Thursday, December 31, 2015



Looking Back

Well, it's been a year.

In personal and family matters it's been a good one. In terms of work, though, it's been something of a forced march. Entirely my own fault: I was doing work in 2015 that I really should have done in 2014. Instead, I deluded myself that with enough research and planning in 2014, I'd be able to write the first draft of a novel at a speed I'd never attained before. This made me uncannily relaxed about giving a lot of attention to the Scottish independence referendum campaign, having a good time at Loncon 3, and so on.

In a sense I was right: I did write two novels this year, but they each took longer than I'd allowed for and left little time for anything else. At the moment I have the page proofs of the first, the second is with my editor, and the third is due for delivery mid-April. The plan is for the books to be published at six-month intervals from May 2016, and so far it's on course.

What's it about? Well ...

The general title of the trilogy is The Corporation Wars, and the books are sub-titled Dissidence, Insurgence, and Emergence. It's a far-future space opera about uploaded dead war criminals conscripted to fight an outbreak of robot sentience in an extrasolar system, and kept sane by copious amounts of R&R in immersive VR environments, some of which are beta-tests of a planned future terraforming and some of which are based on fantasy RPGs. The conflict rapidly becomes much more complicated ... but has this been the plan all along, or has a clever stratagem all gone horribly wrong?

So I've been busy.
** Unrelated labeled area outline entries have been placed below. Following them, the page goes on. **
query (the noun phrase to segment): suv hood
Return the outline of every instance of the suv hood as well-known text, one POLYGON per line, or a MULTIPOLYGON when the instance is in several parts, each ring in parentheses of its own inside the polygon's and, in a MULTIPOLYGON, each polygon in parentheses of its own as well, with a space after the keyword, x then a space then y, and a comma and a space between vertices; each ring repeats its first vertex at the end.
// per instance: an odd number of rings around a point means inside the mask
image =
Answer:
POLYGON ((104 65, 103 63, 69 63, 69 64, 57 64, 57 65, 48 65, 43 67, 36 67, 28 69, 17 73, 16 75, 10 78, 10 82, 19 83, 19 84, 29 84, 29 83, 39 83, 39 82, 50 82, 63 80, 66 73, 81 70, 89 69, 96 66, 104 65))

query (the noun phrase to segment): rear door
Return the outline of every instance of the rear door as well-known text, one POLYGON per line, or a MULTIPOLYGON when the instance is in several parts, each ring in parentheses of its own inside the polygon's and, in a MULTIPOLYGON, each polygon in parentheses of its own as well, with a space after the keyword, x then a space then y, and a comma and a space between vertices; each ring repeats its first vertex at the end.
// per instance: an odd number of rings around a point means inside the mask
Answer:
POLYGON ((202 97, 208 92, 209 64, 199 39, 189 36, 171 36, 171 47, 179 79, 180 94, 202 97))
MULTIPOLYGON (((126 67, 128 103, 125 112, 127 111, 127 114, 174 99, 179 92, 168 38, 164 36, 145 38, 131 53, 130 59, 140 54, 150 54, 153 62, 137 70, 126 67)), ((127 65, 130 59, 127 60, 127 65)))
Among the other things this has left time for:



Giving a course, with Mike Cobley, on writing SF and fantasy at Moniack Mhor; talking, with Nathan Coombs, about space and socialism at a Manchester Spring event (video here); delivering a keynote (links to video and transcript here) at FSCONS in Sweden; and taking part in various book and science festivals.

This year I've written introductions to five Gollancz SF Masterworks, and articles on:

'progressive' SF and human progress; SF and personal change; and spies and double lives in future and alternate Scotlands. Not yet online is my enthusiastic review of Brian Cox's BBC2 series Human Universe, in the Summer 2015 issue of Perspectives.

Not written this year, but published in 2015 for the first time after many vicissitudes, is a discussion with Sherryl Vint on animals, biotech and SF. I also responded to some very intelligent discussion for the Crooked Timber seminar on my novels.

Over the past few months I've been reading every Scottish poem published in 2015 (a still ongoing project, as they keep on coming) to select and introduce the next of the annual Best Scottish Poems, an awesome responsibility and a new challenge.

Among the things all this hasn't left time for is what ate so much of my time in 2014: involvement, however marginal, in actual political campaigning and argument.

Next year? We'll see.

Meanwhile, all the best for 2016!

8 Comments:

The new trilogy sounds great Ken. Happy New Year.

Thanks! And the same to you!

I'd say two novels with all that other stuff on is impressive; I struggle to get one done with much more free time!

Happy New Year, and all the best for 2016!

Happy New Year, and I look forward to reading the new series! (Yes, it will take longer for me to get a copy here in the US, but I always manage, somehow.)

That new trilogy sounds awesome, Ken, already looking forward to it! Do I detect a certain echo of Richard K Morgan's "Takeshi Kovacs" series in it?

Please do keep us posted when you have dates!

Good news so early in the year , looking forward to reading those books Ken.

Write On!

Thanks, all, for the encouraging words.

Victor - I read Altered Carbon when it came out, and (I'm sorry to say) none since, even though I liked the novel a lot. If there are any echoes in my new series they're unconscious and unintentional, and I didn't have Morgan's set-up in mind when coming up with my own.

If you find the time, the other two (Broken Angels and Woken Furies) are very good as well, less detective-y and more military/political.

It's quite an interesting thing to know, because since my teens in my mind the holy trinity of British SF was Morgan, you and the late Iain Banks. There are interesting parallelisms in your writing, and in the case of you and Iain I knew you were friends and possibly inspired each other.